= Marianne Frommer =

Australian geneticist

Marianne Frommer is an Australian geneticist. She was born in Hong Kong and educated at the University of Sydney – BSc(Hons) 1969 and PhD in 1976. She is best known for developing a protocol to map DNA methylation by bisulphite genomic sequencing.

==Career==
Early in her career, Frommer investigated the molecular biology of "satellite DNAs" in the human genome. She and her colleague Jane Prosser showed that classical satellites were all A+T-rich simple repeated sequences. Another important result was the identification of an Alu (SINE) sequence as part of the repeat unit in Satellite 1, thereby showing that SINEs could be a highly repeated component of centromeric heterochromatin.

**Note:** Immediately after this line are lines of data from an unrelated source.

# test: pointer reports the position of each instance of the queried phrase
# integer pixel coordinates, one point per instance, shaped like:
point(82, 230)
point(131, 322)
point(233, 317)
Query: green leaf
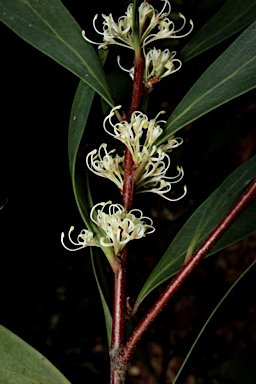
point(231, 18)
point(202, 222)
point(231, 75)
point(22, 364)
point(218, 306)
point(49, 27)
point(107, 314)
point(78, 118)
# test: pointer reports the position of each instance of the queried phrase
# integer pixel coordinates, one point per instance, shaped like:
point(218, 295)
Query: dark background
point(48, 295)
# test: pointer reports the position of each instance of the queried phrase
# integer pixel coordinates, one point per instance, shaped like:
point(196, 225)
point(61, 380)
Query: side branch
point(249, 195)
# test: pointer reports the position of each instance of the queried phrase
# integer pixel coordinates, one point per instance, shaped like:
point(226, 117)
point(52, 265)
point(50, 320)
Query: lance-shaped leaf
point(231, 75)
point(231, 18)
point(78, 119)
point(22, 364)
point(49, 27)
point(202, 222)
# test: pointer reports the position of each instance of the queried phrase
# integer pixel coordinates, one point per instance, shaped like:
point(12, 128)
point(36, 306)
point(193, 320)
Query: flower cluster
point(150, 20)
point(84, 239)
point(158, 64)
point(151, 162)
point(119, 227)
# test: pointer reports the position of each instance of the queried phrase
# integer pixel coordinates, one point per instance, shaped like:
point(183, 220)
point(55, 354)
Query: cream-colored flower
point(121, 32)
point(120, 226)
point(158, 64)
point(84, 239)
point(106, 165)
point(138, 135)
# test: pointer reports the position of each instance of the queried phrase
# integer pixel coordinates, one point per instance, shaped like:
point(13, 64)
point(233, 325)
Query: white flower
point(153, 178)
point(121, 32)
point(138, 135)
point(84, 239)
point(120, 226)
point(158, 64)
point(105, 165)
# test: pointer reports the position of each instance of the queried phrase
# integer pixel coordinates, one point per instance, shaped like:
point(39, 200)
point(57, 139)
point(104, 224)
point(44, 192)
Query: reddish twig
point(118, 369)
point(129, 348)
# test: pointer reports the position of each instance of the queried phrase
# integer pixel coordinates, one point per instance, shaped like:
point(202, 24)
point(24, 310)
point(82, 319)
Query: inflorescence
point(139, 135)
point(118, 225)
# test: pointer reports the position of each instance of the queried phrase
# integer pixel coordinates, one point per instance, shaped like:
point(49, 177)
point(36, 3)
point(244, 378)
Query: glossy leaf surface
point(231, 75)
point(203, 221)
point(22, 364)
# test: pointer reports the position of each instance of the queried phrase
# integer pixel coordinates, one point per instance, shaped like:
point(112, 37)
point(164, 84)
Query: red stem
point(128, 350)
point(118, 370)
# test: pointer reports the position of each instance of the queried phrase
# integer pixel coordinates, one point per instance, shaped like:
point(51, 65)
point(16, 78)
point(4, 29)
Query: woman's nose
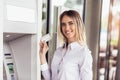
point(67, 27)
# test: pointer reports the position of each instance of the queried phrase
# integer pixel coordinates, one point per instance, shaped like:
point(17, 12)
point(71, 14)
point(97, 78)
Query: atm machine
point(20, 40)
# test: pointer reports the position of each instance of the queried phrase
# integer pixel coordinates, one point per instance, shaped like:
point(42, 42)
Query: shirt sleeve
point(45, 71)
point(86, 72)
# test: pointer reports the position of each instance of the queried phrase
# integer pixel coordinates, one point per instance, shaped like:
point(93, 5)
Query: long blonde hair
point(80, 30)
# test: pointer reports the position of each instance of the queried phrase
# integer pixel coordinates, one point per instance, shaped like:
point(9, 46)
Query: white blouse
point(72, 63)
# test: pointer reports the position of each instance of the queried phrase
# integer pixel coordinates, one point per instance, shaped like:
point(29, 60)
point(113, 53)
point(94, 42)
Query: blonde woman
point(72, 61)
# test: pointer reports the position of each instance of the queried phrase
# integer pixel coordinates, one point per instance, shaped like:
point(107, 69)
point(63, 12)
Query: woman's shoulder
point(85, 51)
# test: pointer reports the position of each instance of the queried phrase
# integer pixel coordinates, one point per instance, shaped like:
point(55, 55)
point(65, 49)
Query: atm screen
point(10, 67)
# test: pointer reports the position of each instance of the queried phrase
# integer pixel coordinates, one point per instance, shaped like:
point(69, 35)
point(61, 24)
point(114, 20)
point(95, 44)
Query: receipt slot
point(9, 67)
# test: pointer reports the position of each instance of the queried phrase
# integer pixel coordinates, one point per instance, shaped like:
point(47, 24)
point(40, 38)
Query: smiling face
point(68, 28)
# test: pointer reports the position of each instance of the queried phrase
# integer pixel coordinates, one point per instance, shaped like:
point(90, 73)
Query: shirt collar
point(72, 45)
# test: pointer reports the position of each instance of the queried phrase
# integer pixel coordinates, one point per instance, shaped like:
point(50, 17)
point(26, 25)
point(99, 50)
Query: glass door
point(109, 37)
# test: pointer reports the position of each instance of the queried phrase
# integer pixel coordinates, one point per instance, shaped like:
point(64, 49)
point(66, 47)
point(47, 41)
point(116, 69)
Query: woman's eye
point(62, 24)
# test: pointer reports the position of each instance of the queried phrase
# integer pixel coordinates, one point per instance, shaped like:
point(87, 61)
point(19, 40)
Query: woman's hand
point(43, 50)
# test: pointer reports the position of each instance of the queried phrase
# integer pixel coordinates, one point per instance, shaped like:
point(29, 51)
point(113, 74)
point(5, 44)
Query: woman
point(72, 61)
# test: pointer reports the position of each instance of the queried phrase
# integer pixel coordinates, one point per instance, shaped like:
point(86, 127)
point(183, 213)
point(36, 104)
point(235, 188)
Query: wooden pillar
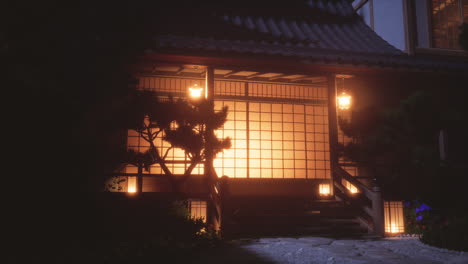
point(332, 123)
point(209, 94)
point(378, 212)
point(139, 181)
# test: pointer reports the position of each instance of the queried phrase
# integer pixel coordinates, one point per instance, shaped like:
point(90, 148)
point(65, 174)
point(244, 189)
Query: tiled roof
point(322, 32)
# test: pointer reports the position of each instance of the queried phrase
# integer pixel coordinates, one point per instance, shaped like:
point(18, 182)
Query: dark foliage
point(463, 38)
point(400, 147)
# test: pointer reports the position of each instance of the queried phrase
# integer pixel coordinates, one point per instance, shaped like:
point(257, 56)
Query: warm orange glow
point(351, 188)
point(324, 189)
point(197, 209)
point(195, 92)
point(131, 185)
point(344, 101)
point(393, 214)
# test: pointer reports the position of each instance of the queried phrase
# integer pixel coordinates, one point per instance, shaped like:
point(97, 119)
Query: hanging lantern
point(344, 101)
point(195, 92)
point(324, 189)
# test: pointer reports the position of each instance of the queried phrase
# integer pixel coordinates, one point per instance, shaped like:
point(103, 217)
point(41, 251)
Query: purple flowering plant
point(417, 215)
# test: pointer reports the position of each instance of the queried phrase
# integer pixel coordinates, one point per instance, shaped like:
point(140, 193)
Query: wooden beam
point(180, 70)
point(254, 75)
point(314, 79)
point(230, 73)
point(277, 77)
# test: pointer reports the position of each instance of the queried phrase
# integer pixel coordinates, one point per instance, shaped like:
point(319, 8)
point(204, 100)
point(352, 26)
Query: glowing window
point(270, 141)
point(393, 215)
point(197, 209)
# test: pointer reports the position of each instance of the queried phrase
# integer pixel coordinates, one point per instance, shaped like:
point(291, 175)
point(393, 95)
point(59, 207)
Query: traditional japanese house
point(285, 72)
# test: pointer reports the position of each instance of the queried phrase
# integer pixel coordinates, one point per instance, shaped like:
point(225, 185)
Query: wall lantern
point(344, 101)
point(343, 98)
point(393, 217)
point(351, 188)
point(131, 184)
point(324, 189)
point(195, 92)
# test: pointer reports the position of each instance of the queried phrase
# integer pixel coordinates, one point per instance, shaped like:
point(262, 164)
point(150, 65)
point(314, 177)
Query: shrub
point(447, 232)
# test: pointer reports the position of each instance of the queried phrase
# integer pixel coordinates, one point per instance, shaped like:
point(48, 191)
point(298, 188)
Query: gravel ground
point(308, 250)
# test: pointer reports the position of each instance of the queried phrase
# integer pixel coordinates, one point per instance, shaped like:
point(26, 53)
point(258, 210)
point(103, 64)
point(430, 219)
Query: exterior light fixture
point(351, 188)
point(393, 217)
point(131, 184)
point(195, 92)
point(324, 189)
point(343, 98)
point(344, 101)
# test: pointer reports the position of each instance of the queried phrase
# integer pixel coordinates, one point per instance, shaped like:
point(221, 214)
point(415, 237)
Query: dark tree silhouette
point(181, 124)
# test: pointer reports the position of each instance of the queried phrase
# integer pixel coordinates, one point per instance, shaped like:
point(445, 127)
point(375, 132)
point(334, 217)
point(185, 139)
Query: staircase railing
point(368, 199)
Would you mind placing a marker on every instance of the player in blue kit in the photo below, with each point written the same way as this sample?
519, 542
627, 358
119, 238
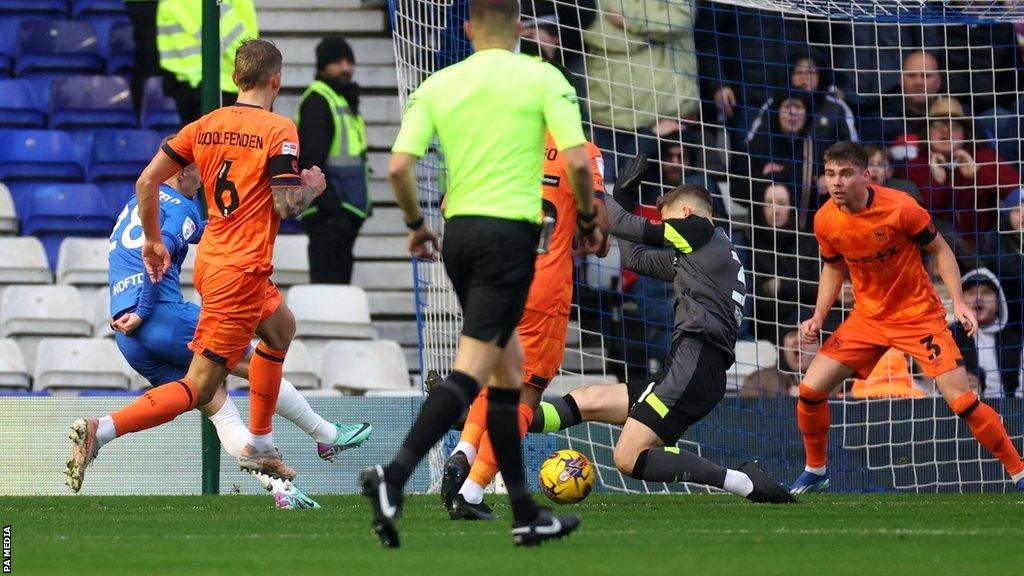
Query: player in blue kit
154, 324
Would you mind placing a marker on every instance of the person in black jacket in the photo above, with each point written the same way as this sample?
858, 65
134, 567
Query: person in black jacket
332, 134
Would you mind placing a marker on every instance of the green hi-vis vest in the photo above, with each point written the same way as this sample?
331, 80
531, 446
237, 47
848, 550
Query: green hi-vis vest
346, 165
179, 38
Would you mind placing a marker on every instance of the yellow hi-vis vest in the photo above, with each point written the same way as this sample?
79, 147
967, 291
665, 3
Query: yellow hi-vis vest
179, 38
346, 163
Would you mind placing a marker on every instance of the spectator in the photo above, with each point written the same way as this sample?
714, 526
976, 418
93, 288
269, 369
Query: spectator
146, 59
785, 268
993, 355
961, 180
641, 75
333, 134
880, 170
179, 25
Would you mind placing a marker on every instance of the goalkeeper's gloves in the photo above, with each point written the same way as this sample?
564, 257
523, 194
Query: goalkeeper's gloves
628, 186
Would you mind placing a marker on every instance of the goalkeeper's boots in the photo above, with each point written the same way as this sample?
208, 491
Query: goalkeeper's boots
810, 482
386, 502
456, 472
461, 509
545, 527
83, 451
766, 489
349, 436
267, 461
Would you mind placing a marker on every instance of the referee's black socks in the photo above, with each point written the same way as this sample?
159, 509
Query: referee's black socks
503, 425
441, 408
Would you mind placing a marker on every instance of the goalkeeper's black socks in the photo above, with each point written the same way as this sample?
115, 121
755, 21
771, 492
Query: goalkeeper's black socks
442, 407
503, 426
555, 415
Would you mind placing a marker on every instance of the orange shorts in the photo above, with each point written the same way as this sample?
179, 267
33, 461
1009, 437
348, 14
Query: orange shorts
543, 340
860, 342
233, 304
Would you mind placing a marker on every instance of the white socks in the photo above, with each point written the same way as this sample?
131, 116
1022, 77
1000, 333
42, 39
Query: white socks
104, 432
468, 449
292, 405
473, 493
737, 483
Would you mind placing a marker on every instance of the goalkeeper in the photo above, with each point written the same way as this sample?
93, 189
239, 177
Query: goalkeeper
710, 292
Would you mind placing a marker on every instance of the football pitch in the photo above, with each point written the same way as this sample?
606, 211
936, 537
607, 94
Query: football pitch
626, 535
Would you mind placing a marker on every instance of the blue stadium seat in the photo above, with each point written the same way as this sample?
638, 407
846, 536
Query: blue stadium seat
19, 107
47, 46
121, 155
93, 101
55, 211
159, 112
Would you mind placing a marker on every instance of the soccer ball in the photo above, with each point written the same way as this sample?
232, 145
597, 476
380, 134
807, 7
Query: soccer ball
567, 477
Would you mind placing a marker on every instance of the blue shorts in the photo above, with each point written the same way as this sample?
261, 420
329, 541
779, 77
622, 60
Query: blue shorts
159, 348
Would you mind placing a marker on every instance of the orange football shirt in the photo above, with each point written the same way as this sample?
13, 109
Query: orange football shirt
241, 151
551, 292
882, 248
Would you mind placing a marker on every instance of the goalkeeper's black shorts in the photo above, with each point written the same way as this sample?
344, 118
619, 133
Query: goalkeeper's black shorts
491, 263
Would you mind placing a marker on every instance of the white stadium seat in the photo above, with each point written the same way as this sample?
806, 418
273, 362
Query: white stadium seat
54, 311
13, 373
83, 261
291, 260
80, 363
23, 260
325, 311
358, 367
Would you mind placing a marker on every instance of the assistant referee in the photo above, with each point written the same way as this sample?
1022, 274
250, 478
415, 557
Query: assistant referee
489, 114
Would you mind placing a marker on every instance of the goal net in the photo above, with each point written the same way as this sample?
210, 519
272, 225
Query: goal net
743, 97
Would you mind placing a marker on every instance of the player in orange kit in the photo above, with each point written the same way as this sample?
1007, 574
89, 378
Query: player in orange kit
248, 161
877, 233
542, 329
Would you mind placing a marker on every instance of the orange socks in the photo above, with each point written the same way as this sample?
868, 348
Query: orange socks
264, 384
485, 466
812, 417
986, 426
159, 406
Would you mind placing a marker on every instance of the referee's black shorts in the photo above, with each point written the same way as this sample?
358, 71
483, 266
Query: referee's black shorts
686, 389
491, 263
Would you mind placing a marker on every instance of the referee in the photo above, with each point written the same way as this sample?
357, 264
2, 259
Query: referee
489, 113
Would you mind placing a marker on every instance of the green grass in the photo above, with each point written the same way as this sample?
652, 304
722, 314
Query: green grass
825, 535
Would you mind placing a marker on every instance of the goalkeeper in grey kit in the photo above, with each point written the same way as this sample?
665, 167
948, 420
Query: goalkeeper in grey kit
709, 280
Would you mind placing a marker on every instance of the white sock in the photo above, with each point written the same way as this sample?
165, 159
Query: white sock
737, 483
104, 432
230, 429
472, 492
292, 405
466, 448
261, 442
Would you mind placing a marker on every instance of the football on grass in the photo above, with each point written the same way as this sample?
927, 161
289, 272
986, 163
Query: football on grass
567, 477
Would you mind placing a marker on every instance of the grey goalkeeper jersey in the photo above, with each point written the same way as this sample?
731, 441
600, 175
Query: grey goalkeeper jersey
700, 261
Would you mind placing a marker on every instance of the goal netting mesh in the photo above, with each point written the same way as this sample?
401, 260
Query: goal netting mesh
743, 97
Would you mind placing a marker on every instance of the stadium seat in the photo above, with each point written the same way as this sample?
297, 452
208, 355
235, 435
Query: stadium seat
291, 261
357, 367
19, 107
83, 261
41, 310
120, 155
13, 374
51, 45
80, 363
53, 212
91, 101
8, 217
23, 260
331, 312
159, 112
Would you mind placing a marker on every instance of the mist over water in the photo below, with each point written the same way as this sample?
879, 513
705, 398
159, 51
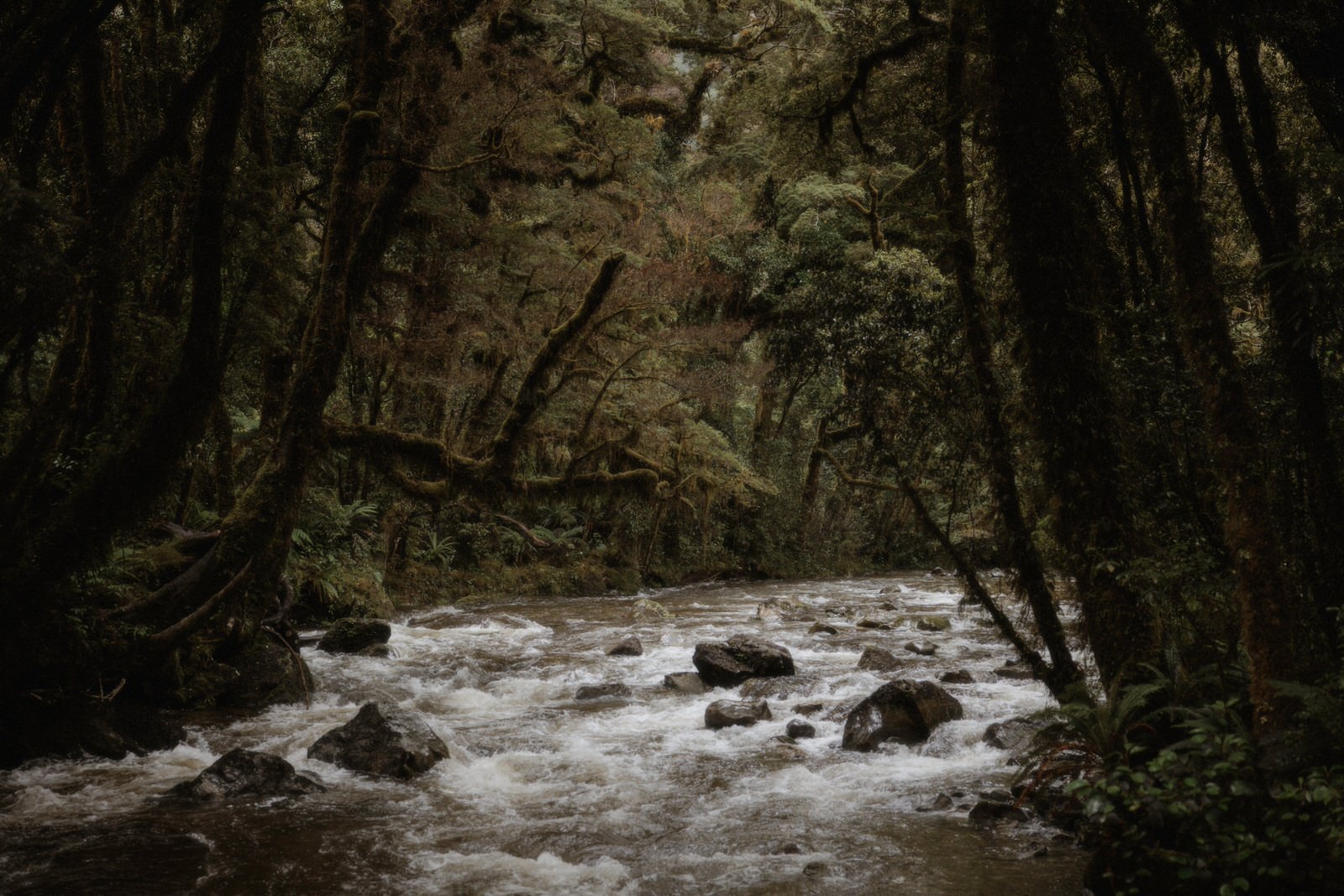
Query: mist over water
546, 794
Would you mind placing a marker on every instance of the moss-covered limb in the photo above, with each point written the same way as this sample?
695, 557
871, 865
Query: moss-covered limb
921, 35
156, 647
530, 396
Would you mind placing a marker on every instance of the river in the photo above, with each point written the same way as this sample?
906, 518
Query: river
557, 795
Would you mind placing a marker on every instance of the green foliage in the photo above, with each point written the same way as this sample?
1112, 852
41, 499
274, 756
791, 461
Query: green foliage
1200, 817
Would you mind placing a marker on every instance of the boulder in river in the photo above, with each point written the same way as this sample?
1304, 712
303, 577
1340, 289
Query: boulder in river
1012, 735
598, 692
382, 741
784, 610
244, 773
996, 810
741, 658
627, 647
904, 711
685, 681
353, 636
878, 660
726, 714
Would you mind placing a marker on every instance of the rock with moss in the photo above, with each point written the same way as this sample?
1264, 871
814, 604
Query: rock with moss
741, 658
727, 714
265, 674
902, 711
353, 636
244, 773
382, 741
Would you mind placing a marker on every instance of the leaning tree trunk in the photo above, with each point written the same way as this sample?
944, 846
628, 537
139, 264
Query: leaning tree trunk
1276, 617
1003, 479
1058, 261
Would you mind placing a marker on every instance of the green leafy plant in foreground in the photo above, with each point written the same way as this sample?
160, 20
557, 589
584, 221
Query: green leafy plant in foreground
1200, 817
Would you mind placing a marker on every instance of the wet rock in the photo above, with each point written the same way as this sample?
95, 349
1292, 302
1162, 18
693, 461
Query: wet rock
685, 681
1012, 735
996, 810
942, 802
647, 610
784, 610
878, 660
266, 674
781, 688
904, 711
741, 658
353, 636
627, 647
598, 692
244, 773
922, 647
726, 714
382, 741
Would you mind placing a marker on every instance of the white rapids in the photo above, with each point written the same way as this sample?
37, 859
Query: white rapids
548, 794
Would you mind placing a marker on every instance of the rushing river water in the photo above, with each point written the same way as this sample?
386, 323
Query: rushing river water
555, 795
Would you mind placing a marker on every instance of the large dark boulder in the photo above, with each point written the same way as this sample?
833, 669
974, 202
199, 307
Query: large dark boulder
244, 773
904, 711
353, 636
268, 673
725, 714
741, 658
382, 741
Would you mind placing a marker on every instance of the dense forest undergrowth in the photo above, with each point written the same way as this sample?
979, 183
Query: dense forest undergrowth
309, 307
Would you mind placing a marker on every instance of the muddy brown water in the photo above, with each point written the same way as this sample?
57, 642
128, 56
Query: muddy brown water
554, 795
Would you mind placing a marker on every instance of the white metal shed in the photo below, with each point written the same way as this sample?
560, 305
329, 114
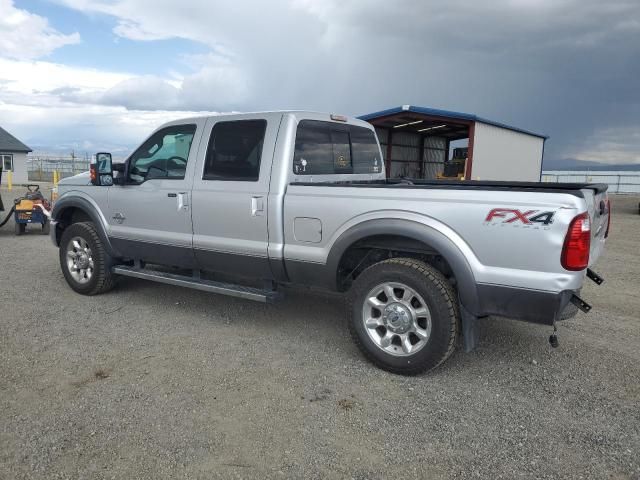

Frommer then determined the chromosomal locations of the major simple-sequence repeats by devising a new method of non-radioactive labelling, based on incorporation of bromodeoxyuridine into single-stranded probes. The method was used to localise satellite repeats very precisely. This research led to the observation of methylation patterns at CpG dinucleotides in sequenced genomic repeated DNA.

In 1984, Frommer spent a study leave in the laboratory of Adrian Bird, and took part in the characterisation of what were then termed HTF (HpaII Tiny Fragments) islands in mammalian genomes. She and her PhD student Margaret Gardiner-Garden were able to identify these genomic components by DNA sequence characteristics alone, without prior knowledge of methylation status, and gave them the name "CpG islands. They showed that CpG islands are a distinct feature of vertebrate genomes and that CpG islands are associated with genes. They showed that the majority of neural and neuroendocrine genes were associated with CpG islands and therefore proposed that CpG islands facilitate regulated transcription from neural precursors and developing neural tissue in the early embryo.

In 1998 Frommer realised that it should be possible to amplify the products of a DNA deamination reaction and distinguish methylated and unmethylated molecules by dideoxy-sequencing. Frommer's protocol yielded a clear positive display of methylcytosine residues. The PCR products of bisulphite reactions could be sequenced directly to measure the extent of methylation at any CpG site in a population of DNA molecules. The particular strength of the method was that cloning and sequencing of the PCR products yielded methylation patterns or "maps" of single DNA molecules.

Frommer and her colleagues have also developed a powerful model system to study the molecular biology of behavioural characteristics and evolutionary processes using native Australian fruit flies.

==Awards==
Frommer was elected as a fellow of the Australian Academy of Science in 2010. She worked part-time for two periods of her career.